Today, I worked with Kakeru on ISS.

The problem is sort of elusive. Some time, the laser power looks fine, but after a while you may see many sharp drops in the power. Some times, the power drops happen so often that they look almost like an oscillation.

We made several measurements today and Kakeru is now putting the data together. Meanwhile, I will put my speculations on the ISS problem here.

The other day, Kakeru took the transfer function of the ISS feedback filter (he is supposed to post it soon). The filter shape itself has a large phase margin ( more than 50deg ?) at the lower UGF (~3Hz) if we assume the response of the current shunt to be flat. However, when we took the whole open loop transfer function of the ISS loop, the phase margin was only 20deg. This leads to the amplification of the intensity noise around the UGF. The attached plot is the spectrum of the ISS monitor PD. You can see a broad peak around 2.7Hz. In time series, this amplified intensity noise looks like semi-oscillation around this frequency.

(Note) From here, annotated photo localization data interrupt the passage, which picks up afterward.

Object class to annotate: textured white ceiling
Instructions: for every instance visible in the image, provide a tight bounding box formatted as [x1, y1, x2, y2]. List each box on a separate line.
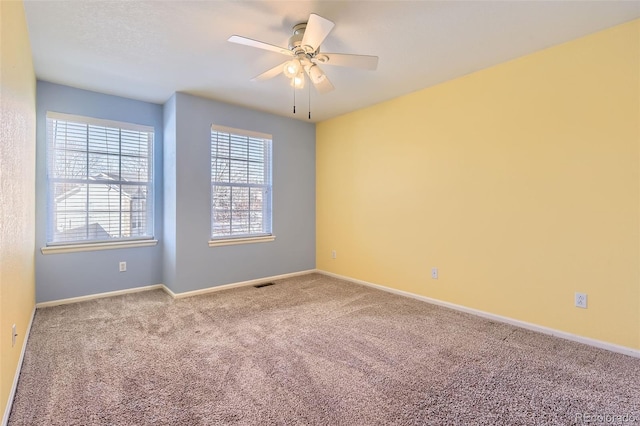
[24, 1, 640, 122]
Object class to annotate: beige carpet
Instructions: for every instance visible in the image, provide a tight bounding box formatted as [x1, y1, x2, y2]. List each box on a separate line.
[8, 273, 640, 425]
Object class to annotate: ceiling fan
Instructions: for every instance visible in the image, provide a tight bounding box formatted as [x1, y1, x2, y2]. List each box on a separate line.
[228, 13, 378, 94]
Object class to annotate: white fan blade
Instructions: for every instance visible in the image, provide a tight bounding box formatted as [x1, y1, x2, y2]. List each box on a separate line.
[301, 14, 335, 52]
[318, 53, 378, 70]
[251, 62, 287, 81]
[314, 75, 334, 94]
[228, 35, 293, 57]
[305, 64, 334, 94]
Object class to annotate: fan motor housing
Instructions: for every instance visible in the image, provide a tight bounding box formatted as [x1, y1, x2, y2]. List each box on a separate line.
[288, 23, 307, 51]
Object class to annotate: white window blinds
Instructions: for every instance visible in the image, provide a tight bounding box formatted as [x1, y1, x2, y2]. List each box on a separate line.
[211, 125, 272, 240]
[46, 112, 154, 245]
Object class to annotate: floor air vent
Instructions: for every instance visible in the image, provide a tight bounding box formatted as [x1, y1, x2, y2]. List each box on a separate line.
[254, 282, 275, 288]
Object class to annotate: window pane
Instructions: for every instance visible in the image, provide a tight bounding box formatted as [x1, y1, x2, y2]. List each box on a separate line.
[248, 161, 264, 184]
[229, 137, 247, 161]
[212, 158, 229, 182]
[87, 183, 122, 238]
[229, 160, 247, 184]
[213, 133, 230, 158]
[88, 153, 120, 180]
[121, 130, 150, 156]
[53, 124, 86, 151]
[212, 185, 231, 237]
[53, 149, 88, 179]
[249, 188, 264, 233]
[88, 126, 120, 154]
[121, 156, 149, 182]
[53, 183, 88, 242]
[248, 139, 264, 162]
[123, 184, 150, 238]
[231, 186, 249, 235]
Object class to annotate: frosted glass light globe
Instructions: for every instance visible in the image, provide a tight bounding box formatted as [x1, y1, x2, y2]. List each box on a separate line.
[283, 60, 301, 78]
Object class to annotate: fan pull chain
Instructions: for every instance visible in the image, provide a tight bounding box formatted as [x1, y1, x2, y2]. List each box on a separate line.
[293, 86, 296, 114]
[308, 83, 311, 120]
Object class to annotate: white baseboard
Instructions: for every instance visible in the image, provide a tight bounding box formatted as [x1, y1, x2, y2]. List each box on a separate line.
[35, 270, 318, 307]
[2, 307, 36, 426]
[35, 284, 166, 308]
[317, 270, 640, 359]
[162, 269, 317, 299]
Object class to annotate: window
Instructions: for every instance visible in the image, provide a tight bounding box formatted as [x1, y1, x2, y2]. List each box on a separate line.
[210, 125, 272, 244]
[46, 112, 154, 246]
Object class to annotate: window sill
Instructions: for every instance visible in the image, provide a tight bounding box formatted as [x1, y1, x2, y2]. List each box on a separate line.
[208, 235, 275, 247]
[41, 239, 158, 255]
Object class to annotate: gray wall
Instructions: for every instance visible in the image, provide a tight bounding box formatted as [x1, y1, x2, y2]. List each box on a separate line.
[35, 81, 164, 303]
[35, 83, 316, 302]
[166, 93, 315, 293]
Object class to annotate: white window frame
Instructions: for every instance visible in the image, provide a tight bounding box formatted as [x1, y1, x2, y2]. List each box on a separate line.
[42, 112, 157, 254]
[209, 125, 274, 247]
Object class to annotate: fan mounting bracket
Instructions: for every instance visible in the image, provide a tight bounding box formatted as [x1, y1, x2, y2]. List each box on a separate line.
[288, 23, 306, 51]
[288, 22, 318, 56]
[292, 23, 307, 34]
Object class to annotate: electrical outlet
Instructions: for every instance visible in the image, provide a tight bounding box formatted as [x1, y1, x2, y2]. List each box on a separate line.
[575, 292, 587, 309]
[119, 261, 127, 272]
[12, 324, 17, 347]
[331, 250, 336, 259]
[431, 267, 438, 279]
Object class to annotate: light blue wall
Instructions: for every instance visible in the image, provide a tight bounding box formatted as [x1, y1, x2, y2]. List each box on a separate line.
[162, 94, 177, 290]
[167, 93, 316, 293]
[35, 83, 316, 302]
[35, 81, 164, 303]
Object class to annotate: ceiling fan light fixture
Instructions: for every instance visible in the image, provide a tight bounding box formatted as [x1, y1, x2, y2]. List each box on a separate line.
[283, 59, 301, 78]
[308, 64, 326, 84]
[290, 71, 305, 89]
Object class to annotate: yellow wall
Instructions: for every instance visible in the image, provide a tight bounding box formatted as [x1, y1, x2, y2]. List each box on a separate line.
[317, 20, 640, 350]
[0, 0, 36, 420]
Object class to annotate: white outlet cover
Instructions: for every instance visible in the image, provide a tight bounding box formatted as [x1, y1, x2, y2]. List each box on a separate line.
[575, 292, 588, 309]
[431, 268, 438, 279]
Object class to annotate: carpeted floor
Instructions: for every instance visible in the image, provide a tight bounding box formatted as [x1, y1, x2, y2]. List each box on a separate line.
[8, 273, 640, 425]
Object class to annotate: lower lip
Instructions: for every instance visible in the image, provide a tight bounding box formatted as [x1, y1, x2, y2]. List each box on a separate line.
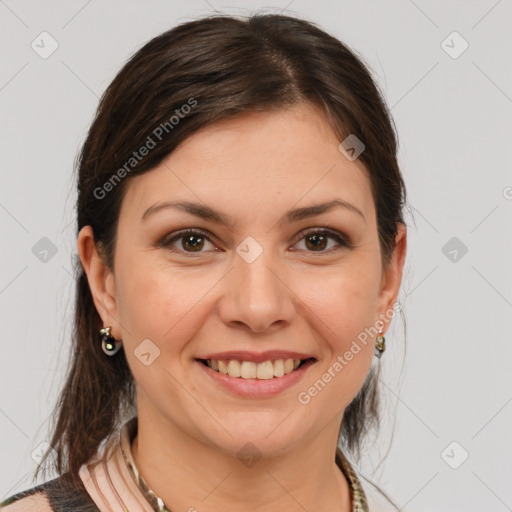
[196, 359, 316, 398]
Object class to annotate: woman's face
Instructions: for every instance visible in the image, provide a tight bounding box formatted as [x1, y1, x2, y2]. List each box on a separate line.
[80, 102, 406, 458]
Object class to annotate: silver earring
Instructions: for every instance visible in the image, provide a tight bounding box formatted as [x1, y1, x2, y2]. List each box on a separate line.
[99, 326, 122, 355]
[374, 328, 386, 358]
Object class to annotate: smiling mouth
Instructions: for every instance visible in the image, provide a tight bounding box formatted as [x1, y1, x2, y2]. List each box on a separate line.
[197, 358, 315, 379]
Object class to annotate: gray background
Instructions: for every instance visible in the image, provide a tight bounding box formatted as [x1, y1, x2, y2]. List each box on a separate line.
[1, 1, 511, 510]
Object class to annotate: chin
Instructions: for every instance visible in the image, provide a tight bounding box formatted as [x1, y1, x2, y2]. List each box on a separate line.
[200, 416, 309, 460]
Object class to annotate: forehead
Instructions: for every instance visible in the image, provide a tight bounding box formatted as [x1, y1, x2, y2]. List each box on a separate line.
[120, 103, 374, 227]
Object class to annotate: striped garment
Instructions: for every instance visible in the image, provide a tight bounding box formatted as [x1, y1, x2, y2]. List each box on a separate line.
[1, 416, 369, 511]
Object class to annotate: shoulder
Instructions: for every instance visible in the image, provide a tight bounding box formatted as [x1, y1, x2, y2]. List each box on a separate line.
[1, 473, 100, 512]
[0, 481, 51, 511]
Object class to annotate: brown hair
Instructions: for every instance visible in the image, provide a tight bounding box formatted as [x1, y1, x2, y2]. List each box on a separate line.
[36, 12, 407, 508]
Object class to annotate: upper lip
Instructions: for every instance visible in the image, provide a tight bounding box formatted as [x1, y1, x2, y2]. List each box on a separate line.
[196, 350, 316, 363]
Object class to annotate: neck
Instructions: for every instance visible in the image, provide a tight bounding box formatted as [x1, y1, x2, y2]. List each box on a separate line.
[130, 408, 352, 512]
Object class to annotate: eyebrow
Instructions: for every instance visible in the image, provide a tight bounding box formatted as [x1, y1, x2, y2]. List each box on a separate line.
[141, 198, 365, 226]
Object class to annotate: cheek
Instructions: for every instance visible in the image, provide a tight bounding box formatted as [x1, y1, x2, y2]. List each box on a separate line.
[292, 260, 379, 399]
[114, 264, 199, 393]
[114, 255, 217, 353]
[296, 257, 381, 340]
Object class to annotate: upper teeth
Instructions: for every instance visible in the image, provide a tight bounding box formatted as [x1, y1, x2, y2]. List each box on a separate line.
[207, 358, 302, 379]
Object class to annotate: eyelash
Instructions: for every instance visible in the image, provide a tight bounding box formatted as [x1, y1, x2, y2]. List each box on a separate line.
[160, 227, 351, 256]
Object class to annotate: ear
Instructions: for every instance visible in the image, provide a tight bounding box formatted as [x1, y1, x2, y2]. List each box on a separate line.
[77, 225, 120, 338]
[376, 222, 407, 333]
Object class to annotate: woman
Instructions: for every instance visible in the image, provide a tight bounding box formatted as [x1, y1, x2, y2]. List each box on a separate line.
[2, 12, 407, 512]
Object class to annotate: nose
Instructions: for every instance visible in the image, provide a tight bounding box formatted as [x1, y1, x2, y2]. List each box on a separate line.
[217, 249, 296, 334]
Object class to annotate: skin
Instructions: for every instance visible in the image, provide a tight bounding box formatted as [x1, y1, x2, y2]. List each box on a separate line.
[78, 101, 406, 512]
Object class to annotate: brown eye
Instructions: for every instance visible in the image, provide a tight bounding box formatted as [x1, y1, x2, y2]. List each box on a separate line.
[305, 233, 328, 251]
[161, 227, 349, 257]
[162, 229, 217, 254]
[294, 229, 349, 253]
[181, 233, 205, 252]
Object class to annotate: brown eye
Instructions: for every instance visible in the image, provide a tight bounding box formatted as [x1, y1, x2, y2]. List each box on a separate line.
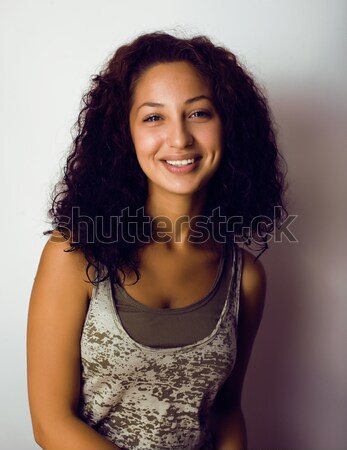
[190, 110, 212, 118]
[144, 115, 162, 122]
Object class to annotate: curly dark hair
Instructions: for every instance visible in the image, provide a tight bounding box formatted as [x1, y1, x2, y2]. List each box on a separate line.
[46, 31, 287, 284]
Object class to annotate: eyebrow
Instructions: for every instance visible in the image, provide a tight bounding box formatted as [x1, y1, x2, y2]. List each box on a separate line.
[137, 95, 213, 111]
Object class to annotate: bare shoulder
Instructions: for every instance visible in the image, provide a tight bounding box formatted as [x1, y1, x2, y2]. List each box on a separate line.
[39, 231, 89, 278]
[240, 247, 266, 293]
[239, 247, 266, 322]
[28, 231, 92, 348]
[34, 231, 94, 299]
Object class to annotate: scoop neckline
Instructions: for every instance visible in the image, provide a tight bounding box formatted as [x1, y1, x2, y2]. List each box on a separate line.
[115, 243, 227, 315]
[103, 242, 236, 354]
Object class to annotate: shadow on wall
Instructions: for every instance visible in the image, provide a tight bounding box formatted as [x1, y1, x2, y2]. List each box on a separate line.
[242, 82, 347, 450]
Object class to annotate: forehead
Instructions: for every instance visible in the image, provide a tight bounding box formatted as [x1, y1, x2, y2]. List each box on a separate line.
[131, 61, 212, 102]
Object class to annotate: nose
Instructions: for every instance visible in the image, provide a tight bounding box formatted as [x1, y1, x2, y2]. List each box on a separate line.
[166, 119, 193, 149]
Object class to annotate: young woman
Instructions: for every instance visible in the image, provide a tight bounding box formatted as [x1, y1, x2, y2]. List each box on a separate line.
[27, 32, 286, 450]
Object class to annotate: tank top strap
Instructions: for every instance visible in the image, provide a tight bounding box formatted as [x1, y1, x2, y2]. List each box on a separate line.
[225, 241, 243, 326]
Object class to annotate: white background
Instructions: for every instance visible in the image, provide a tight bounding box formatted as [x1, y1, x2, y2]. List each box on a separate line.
[1, 0, 346, 449]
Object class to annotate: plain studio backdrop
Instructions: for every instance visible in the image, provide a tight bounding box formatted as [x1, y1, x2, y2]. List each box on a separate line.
[1, 1, 346, 449]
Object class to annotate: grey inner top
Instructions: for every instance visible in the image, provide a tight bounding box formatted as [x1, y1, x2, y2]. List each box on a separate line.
[114, 242, 233, 348]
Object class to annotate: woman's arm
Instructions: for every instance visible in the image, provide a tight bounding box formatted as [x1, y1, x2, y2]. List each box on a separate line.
[211, 248, 266, 450]
[27, 233, 122, 450]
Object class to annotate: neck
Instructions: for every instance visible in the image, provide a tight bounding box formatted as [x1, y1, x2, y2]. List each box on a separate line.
[145, 188, 208, 246]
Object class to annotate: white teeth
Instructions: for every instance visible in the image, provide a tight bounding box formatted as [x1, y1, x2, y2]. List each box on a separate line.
[166, 158, 195, 166]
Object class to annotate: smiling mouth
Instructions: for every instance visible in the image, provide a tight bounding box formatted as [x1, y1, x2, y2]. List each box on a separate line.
[165, 158, 196, 167]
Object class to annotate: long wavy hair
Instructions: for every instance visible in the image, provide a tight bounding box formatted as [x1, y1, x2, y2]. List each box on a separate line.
[46, 31, 287, 284]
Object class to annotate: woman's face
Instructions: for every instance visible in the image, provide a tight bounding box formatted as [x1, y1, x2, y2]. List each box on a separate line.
[129, 61, 223, 198]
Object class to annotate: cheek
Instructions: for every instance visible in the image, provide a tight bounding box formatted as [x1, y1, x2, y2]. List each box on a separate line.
[200, 123, 223, 151]
[133, 130, 163, 161]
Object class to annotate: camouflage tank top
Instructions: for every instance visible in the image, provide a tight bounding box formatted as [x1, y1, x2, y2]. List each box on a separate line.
[79, 243, 242, 450]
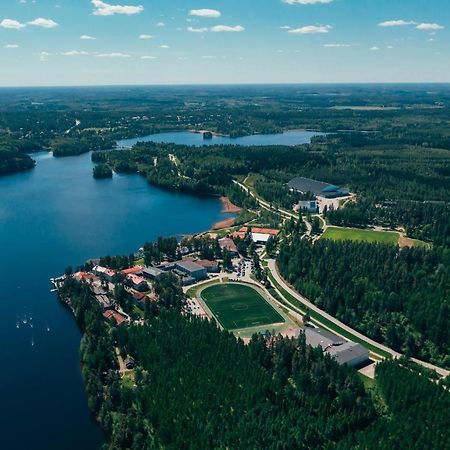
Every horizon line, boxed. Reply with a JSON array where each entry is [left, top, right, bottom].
[[1, 81, 450, 90]]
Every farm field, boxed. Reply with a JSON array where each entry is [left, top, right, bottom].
[[201, 283, 284, 330], [322, 227, 399, 245]]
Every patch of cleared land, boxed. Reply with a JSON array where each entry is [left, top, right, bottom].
[[322, 227, 399, 245], [201, 283, 284, 330]]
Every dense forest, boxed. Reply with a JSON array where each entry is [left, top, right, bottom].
[[278, 235, 450, 367], [0, 150, 35, 175], [59, 270, 450, 450]]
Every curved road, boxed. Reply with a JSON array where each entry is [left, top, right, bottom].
[[267, 258, 450, 378]]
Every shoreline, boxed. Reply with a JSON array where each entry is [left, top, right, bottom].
[[220, 196, 242, 214]]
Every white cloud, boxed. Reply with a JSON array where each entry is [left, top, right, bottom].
[[323, 43, 351, 47], [4, 44, 19, 48], [39, 51, 52, 61], [159, 44, 170, 49], [288, 25, 331, 34], [187, 26, 208, 33], [283, 0, 333, 4], [189, 9, 221, 18], [210, 25, 245, 33], [370, 46, 380, 51], [80, 35, 96, 40], [140, 55, 156, 59], [96, 52, 131, 58], [416, 23, 444, 31], [139, 34, 154, 39], [28, 18, 59, 28], [378, 19, 415, 27], [280, 25, 291, 30], [156, 22, 165, 27], [61, 50, 89, 56], [0, 19, 26, 29], [91, 0, 143, 16]]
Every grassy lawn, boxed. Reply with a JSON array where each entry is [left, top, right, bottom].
[[201, 283, 284, 330], [322, 227, 399, 245]]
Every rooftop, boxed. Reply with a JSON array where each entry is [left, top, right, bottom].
[[327, 342, 369, 366], [287, 177, 347, 198], [301, 327, 344, 349], [175, 260, 206, 273]]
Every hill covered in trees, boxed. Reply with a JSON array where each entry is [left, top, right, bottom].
[[59, 270, 450, 450], [278, 235, 450, 368], [0, 150, 35, 176]]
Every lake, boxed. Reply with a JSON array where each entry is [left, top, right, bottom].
[[0, 152, 229, 450], [117, 129, 323, 148]]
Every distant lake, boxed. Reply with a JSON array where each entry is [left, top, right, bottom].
[[117, 129, 324, 148], [0, 152, 229, 450]]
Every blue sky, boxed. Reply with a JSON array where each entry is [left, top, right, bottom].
[[0, 0, 449, 86]]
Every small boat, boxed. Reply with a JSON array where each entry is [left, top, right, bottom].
[[31, 338, 35, 347], [16, 321, 20, 329], [46, 326, 50, 332], [50, 288, 58, 293]]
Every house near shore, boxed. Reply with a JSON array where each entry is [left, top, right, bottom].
[[219, 237, 239, 255], [239, 227, 280, 244], [126, 273, 149, 292], [95, 294, 113, 310], [73, 271, 100, 284], [122, 266, 144, 276], [93, 265, 116, 282], [103, 310, 128, 326]]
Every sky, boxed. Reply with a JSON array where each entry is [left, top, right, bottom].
[[0, 0, 449, 86]]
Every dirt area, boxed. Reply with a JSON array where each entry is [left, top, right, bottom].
[[220, 196, 242, 214], [359, 362, 377, 379], [213, 217, 236, 229]]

Since it is very unlikely that the PD has a large phase advance at low frequencies, the additional phase advance has to be in the current shunt. We measured the response of the current shunt (see Kakeru's coming post). It had a slight high-pass shape below 100Hz (a few dB/dec). This high-pass response produces additional phase advance in the loop.

There seems to be no element to produce such a high-pass response in the current shunt circuit ( http://www.ligo.caltech.edu/docs/D/D040542-A1.pdf )

This Jamie's document shows a similar high-pass response of the current ( http://www.ligo.caltech.edu/docs/G/G030476-00.pdf  page 7 )

Now the question is what causes this high-pass response. Here is my very fishy hypothesis :-)

The PA output depends not only on the pump diode current but also on the mode matching with the NPRO beam, which can be changed by the thermal lensing. If the thermal lensing is in such a condition that an increase in the temperature would reduce the mode matching, then the temperature increase associated with a pump current increase could cancel the power increase. This thermal effect would be bigger at lower frequencies. Therefore, the intensity modulation efficiency decreases at lower frequencies (high-pass behavior). If this model is true, this could explain the elusiveness of the problem, as the cancellation amount depends on the operation point of the PA. 

To test this hypothesis, we can change the pump current level to see if the current shunt response changes. However, the PA current slider on the MEDM screen does not work (Rob told me it's been like this for a while). Also the front panel of the MOPA power supply does not work (Steve told me it's been like this for a while). We tried to connect to the MOPA power supply from a PC through RS-232C port, which did not work neither. We will try to fix the MEDM slider tomorrow.